From Python Data Science Handbook:
Principal component analysis is a fast and flexible unsupervised method for dimensionality reduction in data, […]
You can use PCA to learn about the relationship between two values:
In principal component analysis, this relationship is quantified by finding a list of the principal axes in the data, and using those axes to describe the dataset.
Let’s assume we have a pandas DataFrame called diabetes_df
with 10 different columns (features).
We can use scikit-learn’s PCA
estimator to reduce the feature labels from 10 to 2. Then we can try to visualize the data points with matplotlib.

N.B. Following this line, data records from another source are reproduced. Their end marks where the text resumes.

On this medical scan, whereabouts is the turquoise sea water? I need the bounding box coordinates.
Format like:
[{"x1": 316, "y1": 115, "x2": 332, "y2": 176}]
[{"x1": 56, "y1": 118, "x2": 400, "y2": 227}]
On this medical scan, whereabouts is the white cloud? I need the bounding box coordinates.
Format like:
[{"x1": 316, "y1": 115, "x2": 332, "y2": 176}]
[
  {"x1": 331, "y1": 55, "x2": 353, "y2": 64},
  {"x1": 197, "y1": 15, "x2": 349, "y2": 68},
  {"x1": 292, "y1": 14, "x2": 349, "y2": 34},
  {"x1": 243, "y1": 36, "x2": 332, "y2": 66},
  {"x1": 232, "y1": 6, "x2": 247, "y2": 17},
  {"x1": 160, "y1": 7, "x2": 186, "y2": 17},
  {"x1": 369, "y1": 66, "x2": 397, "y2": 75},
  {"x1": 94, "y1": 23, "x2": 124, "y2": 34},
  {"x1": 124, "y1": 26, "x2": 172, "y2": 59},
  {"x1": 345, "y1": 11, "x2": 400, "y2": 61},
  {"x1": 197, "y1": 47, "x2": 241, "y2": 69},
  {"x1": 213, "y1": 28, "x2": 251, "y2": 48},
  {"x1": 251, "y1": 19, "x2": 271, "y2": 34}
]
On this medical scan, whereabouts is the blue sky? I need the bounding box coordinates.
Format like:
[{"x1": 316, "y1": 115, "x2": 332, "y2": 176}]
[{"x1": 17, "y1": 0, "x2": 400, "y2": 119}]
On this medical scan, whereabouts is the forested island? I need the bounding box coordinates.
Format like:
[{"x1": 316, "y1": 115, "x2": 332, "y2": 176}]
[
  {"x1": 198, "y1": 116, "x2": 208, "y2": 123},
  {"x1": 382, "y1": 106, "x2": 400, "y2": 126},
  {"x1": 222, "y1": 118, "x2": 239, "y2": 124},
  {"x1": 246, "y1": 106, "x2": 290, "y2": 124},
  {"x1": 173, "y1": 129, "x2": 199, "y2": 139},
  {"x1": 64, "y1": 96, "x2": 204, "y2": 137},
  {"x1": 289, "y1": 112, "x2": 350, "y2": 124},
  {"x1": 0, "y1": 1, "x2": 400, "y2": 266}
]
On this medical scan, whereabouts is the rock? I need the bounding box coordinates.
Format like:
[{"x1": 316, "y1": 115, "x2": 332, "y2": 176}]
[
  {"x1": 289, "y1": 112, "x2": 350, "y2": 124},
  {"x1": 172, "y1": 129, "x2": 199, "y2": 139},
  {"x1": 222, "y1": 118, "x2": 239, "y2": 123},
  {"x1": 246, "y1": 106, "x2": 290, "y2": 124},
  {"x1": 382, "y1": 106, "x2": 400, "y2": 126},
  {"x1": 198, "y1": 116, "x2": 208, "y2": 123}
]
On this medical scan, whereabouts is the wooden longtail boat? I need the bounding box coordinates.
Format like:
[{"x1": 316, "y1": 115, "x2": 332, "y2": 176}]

## Reduce dimensionality with PCA
from sklearn.decomposition import PCA
## instantiate model with 2 dimensions
pca = PCA(2)
## project from 10 to 2 dimensions
project_diab = pca.fit_transform(diabetes_df)
## plot
plt.scatter(project_diab[:,0], project_diab[:,1],
c=diabetes.target, edgecolor='none', alpha=0.5,
cmap=plt.get_cmap('Spectral', 10))
plt.xlabel('component 1')
plt.ylabel('component 2')
plt.colorbar();
For a visual explanation of Principal Component Analysis, I can recommend this site: Principal Component Analysis Explained Visually.